|Title:||Prevalence of early childhood caries in 4 Manitoba communities|
|Author(s):||Brothwell DJ, Moore P, Schroth RJ||Year:||2005|
|Journal:||J Can Dent Assoc 71(8): 567|
Objectives: Early childhood caries (ECC) is a particularly destructive form of tooth decay that afflicts young children. Although few prevalence data have been published for Manitoba, long waiting lists for treatment of ECC in hospital indicate that many children in the province suffer from this condition. The purpose of this investigation was to determine the prevalence of ECC and the oral health status of children under 6 years of age in 4 communities in Manitoba and to identify risk factors associated with ECC. Methods: The 4 Manitoba communities were selected according to the best available data regarding the number of young children scheduled for dental treatment under general anesthesia.
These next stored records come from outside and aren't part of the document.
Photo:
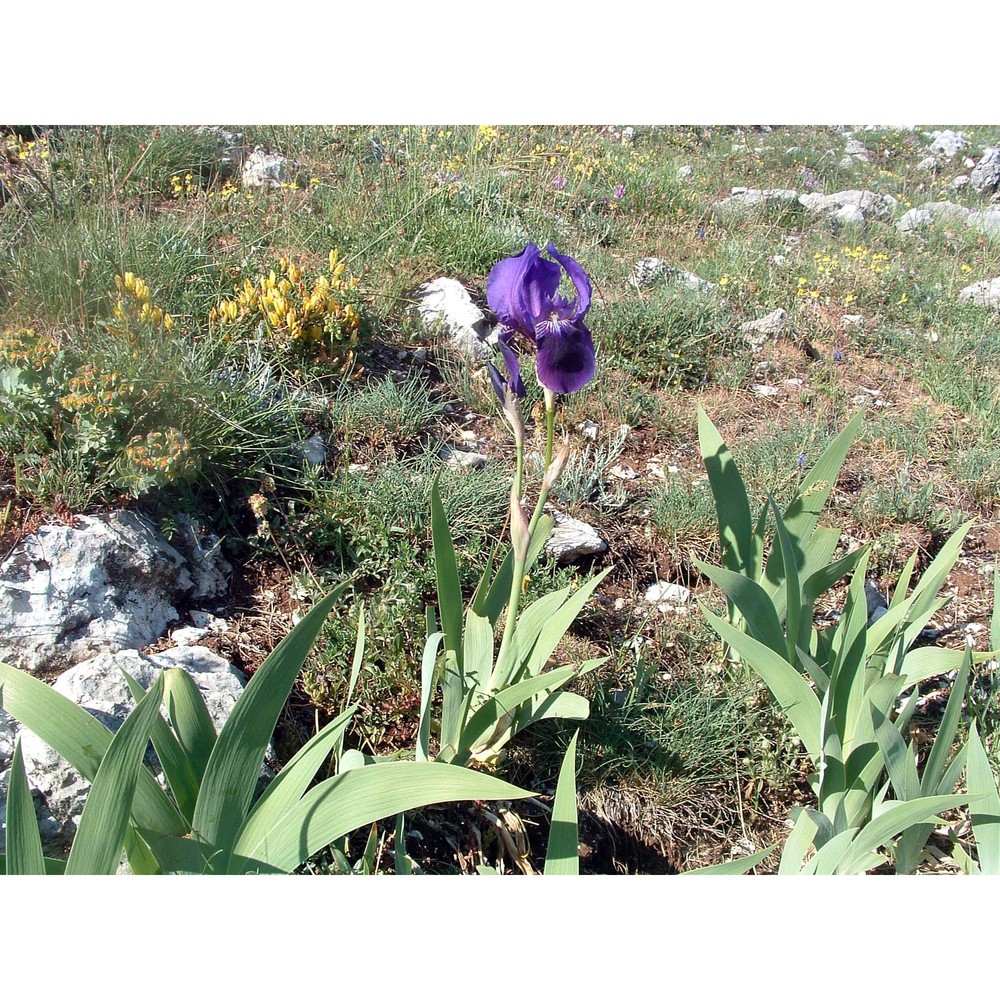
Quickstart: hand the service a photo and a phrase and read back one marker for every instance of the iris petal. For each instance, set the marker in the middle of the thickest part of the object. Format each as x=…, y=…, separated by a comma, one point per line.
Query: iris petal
x=505, y=283
x=566, y=359
x=579, y=278
x=510, y=363
x=523, y=291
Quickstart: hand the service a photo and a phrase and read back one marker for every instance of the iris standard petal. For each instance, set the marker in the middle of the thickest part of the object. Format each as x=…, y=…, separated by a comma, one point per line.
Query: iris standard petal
x=566, y=360
x=538, y=294
x=503, y=286
x=510, y=363
x=579, y=278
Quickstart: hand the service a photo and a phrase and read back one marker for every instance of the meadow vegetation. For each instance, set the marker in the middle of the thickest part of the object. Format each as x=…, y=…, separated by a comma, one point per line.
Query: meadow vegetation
x=174, y=341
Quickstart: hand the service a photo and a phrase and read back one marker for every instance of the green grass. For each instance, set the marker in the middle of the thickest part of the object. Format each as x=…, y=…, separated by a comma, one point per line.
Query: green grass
x=406, y=204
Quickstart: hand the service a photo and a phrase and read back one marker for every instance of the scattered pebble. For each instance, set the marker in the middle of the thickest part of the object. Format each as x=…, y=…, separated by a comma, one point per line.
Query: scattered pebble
x=459, y=459
x=664, y=591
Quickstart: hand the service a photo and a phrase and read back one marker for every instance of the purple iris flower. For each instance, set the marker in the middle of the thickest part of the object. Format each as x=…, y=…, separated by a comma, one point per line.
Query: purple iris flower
x=523, y=291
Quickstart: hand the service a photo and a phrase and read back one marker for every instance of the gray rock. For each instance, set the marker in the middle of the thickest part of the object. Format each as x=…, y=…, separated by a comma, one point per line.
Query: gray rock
x=758, y=330
x=572, y=539
x=744, y=201
x=982, y=293
x=67, y=593
x=203, y=551
x=314, y=450
x=230, y=148
x=445, y=305
x=266, y=169
x=931, y=212
x=876, y=603
x=856, y=148
x=985, y=177
x=98, y=686
x=870, y=205
x=649, y=270
x=459, y=458
x=668, y=593
x=762, y=196
x=985, y=222
x=947, y=143
x=849, y=215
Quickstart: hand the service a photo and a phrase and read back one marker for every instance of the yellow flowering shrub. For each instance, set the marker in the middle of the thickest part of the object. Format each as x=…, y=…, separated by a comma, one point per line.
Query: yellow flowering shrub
x=318, y=318
x=133, y=305
x=158, y=457
x=26, y=349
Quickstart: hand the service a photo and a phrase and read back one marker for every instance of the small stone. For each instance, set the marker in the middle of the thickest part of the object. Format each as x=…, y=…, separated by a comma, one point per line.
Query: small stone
x=985, y=176
x=266, y=169
x=446, y=305
x=458, y=458
x=206, y=620
x=623, y=471
x=947, y=143
x=982, y=293
x=314, y=450
x=669, y=593
x=850, y=214
x=770, y=325
x=572, y=539
x=188, y=635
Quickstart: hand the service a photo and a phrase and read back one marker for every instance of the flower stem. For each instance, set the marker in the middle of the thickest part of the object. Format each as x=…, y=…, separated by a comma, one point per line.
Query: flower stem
x=550, y=430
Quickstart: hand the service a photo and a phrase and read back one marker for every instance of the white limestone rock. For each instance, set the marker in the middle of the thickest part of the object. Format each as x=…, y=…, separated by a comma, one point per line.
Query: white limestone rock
x=985, y=222
x=98, y=686
x=263, y=168
x=982, y=293
x=68, y=592
x=572, y=539
x=663, y=592
x=445, y=305
x=869, y=204
x=985, y=176
x=757, y=331
x=947, y=143
x=460, y=458
x=649, y=270
x=931, y=212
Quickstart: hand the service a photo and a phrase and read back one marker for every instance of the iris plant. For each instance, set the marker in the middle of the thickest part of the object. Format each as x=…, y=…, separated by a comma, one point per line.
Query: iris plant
x=523, y=291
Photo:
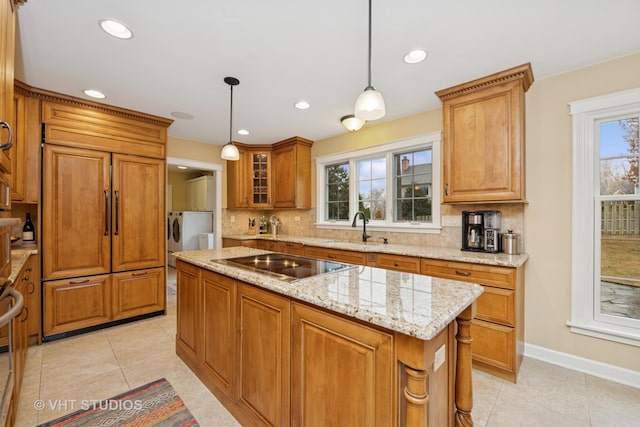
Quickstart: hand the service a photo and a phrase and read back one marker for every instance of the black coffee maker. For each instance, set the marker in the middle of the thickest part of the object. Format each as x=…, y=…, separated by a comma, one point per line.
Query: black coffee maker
x=472, y=231
x=480, y=231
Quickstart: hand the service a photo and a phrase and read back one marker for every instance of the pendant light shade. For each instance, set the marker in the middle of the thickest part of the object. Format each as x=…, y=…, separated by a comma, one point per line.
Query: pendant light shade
x=370, y=103
x=352, y=123
x=229, y=150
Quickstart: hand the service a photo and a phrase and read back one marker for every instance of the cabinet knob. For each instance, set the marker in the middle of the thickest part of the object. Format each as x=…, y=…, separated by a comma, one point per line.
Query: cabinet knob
x=9, y=142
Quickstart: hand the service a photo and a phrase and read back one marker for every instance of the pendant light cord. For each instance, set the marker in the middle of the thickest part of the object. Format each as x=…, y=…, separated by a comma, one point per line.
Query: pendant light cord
x=231, y=116
x=369, y=83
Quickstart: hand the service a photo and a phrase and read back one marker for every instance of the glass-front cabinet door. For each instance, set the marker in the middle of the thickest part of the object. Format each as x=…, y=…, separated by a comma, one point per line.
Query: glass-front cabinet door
x=260, y=169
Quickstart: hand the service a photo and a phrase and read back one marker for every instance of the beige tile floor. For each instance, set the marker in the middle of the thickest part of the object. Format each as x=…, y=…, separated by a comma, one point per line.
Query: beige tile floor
x=101, y=364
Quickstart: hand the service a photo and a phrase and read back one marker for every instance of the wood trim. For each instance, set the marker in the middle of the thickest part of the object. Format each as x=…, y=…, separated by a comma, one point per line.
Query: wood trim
x=521, y=72
x=55, y=97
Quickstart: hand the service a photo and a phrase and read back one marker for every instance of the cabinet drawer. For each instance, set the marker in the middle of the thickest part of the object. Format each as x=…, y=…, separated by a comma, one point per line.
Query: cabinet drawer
x=399, y=263
x=503, y=277
x=493, y=344
x=496, y=305
x=358, y=258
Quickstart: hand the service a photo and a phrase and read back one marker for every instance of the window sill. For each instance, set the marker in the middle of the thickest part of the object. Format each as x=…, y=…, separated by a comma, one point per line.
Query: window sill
x=403, y=228
x=603, y=331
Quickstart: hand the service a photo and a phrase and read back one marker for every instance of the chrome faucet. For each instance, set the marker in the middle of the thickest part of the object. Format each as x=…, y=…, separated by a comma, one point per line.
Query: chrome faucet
x=365, y=236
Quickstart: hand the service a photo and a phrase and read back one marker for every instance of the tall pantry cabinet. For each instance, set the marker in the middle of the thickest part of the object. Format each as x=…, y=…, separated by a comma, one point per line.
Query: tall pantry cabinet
x=103, y=214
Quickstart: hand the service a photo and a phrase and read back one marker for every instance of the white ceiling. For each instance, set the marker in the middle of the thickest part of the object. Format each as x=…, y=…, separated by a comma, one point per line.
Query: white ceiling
x=283, y=51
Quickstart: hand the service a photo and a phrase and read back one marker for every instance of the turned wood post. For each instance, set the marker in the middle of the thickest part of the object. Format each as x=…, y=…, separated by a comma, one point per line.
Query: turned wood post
x=416, y=394
x=464, y=391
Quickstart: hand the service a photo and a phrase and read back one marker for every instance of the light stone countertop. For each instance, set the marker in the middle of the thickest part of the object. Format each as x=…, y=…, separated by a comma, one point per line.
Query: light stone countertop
x=19, y=256
x=412, y=304
x=448, y=254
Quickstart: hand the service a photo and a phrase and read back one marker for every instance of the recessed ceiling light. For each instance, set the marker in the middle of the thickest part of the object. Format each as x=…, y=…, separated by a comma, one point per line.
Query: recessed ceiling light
x=182, y=115
x=94, y=93
x=415, y=56
x=115, y=29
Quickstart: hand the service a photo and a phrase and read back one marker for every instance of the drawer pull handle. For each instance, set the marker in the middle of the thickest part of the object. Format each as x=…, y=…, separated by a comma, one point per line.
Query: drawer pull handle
x=463, y=273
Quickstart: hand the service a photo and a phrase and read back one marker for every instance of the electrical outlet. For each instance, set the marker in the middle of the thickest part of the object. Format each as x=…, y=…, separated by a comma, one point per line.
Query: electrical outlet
x=440, y=357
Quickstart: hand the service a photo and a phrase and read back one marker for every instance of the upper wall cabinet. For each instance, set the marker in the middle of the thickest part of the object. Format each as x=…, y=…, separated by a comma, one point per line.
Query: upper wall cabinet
x=483, y=147
x=271, y=176
x=292, y=173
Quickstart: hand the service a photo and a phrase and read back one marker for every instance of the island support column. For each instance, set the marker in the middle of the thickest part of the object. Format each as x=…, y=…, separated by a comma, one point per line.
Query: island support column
x=440, y=397
x=464, y=390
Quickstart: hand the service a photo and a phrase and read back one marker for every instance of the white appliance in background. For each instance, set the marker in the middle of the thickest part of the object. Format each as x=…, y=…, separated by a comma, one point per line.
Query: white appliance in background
x=185, y=228
x=201, y=193
x=206, y=241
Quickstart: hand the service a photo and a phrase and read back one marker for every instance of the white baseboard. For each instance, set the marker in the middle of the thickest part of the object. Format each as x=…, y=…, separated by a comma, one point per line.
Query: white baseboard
x=577, y=363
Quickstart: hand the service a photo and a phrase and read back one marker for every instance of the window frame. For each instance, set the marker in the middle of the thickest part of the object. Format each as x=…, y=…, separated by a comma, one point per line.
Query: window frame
x=426, y=141
x=586, y=115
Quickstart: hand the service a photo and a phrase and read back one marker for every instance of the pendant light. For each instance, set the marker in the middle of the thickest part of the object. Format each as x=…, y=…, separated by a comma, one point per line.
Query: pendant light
x=229, y=150
x=352, y=123
x=370, y=104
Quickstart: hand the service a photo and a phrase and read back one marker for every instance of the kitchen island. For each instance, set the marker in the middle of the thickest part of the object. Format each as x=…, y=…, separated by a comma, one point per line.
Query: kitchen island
x=357, y=346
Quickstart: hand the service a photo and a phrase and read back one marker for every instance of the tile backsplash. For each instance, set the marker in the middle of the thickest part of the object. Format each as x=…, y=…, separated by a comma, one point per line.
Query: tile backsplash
x=302, y=223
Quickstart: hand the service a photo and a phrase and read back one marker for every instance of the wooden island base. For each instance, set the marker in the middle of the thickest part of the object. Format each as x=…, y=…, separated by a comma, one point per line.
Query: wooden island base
x=273, y=360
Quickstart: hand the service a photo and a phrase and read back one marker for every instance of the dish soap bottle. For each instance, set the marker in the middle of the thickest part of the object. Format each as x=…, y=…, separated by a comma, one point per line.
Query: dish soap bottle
x=28, y=230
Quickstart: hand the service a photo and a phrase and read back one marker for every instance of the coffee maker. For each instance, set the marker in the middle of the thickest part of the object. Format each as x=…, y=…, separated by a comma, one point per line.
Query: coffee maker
x=480, y=231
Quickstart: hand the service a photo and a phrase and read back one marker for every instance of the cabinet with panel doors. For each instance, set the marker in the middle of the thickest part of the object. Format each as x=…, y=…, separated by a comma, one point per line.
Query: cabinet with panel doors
x=103, y=222
x=483, y=148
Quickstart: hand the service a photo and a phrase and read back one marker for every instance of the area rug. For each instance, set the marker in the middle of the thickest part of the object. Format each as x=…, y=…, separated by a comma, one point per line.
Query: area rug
x=153, y=404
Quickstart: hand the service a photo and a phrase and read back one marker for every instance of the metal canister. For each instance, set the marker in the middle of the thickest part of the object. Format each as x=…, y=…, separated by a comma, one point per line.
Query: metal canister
x=510, y=243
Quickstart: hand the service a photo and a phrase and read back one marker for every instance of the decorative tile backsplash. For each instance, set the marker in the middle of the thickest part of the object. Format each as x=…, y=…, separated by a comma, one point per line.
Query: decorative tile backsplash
x=301, y=223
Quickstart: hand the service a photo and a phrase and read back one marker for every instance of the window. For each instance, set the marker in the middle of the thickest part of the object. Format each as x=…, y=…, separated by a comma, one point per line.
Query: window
x=395, y=185
x=337, y=189
x=606, y=217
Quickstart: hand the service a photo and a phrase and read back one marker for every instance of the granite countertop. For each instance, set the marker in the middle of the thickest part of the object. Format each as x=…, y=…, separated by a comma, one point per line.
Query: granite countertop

Two of the communities were located in the southern region of the province, and the other 2 were northern communities. In each region, one community represented a disadvantaged population in a large urban centre, whereas the other was a First Nations (on-reserve) community. The parent or guardian (primary caregiver) of each child under 6 years of age was invited to participate. After informed consent had been obtained from the caregiver, each child underwent a dental examination of the deciduous dentition, and the caregiver completed a retrospective questionnaire by interview. Results: A total of 408 children and their caregivers participated in the study. The overall prevalence of ECC was 53.7%, and the prevalence was similar in all 4 communities, with no statistically significant difference in caries between the high-risk urban communities and the First Nations (on-reserve) communities. The mean number of decayed, extracted or filled teeth ± standard deviation was 4.2 ± 5.0. Older children were more likely to have ECC (p < 0.001), but the caregiver’s level of education was not associated with ECC prevalence (p > 0.05). Children with ECC also exhibited more plaque (p < 0.001). Conclusions: The results of this study indicate that ECC is a serious problem in Manitoba. In addition, this investigation establishes a baseline to help evaluate the effectiveness of current and future prevention initiatives in these 4 communities.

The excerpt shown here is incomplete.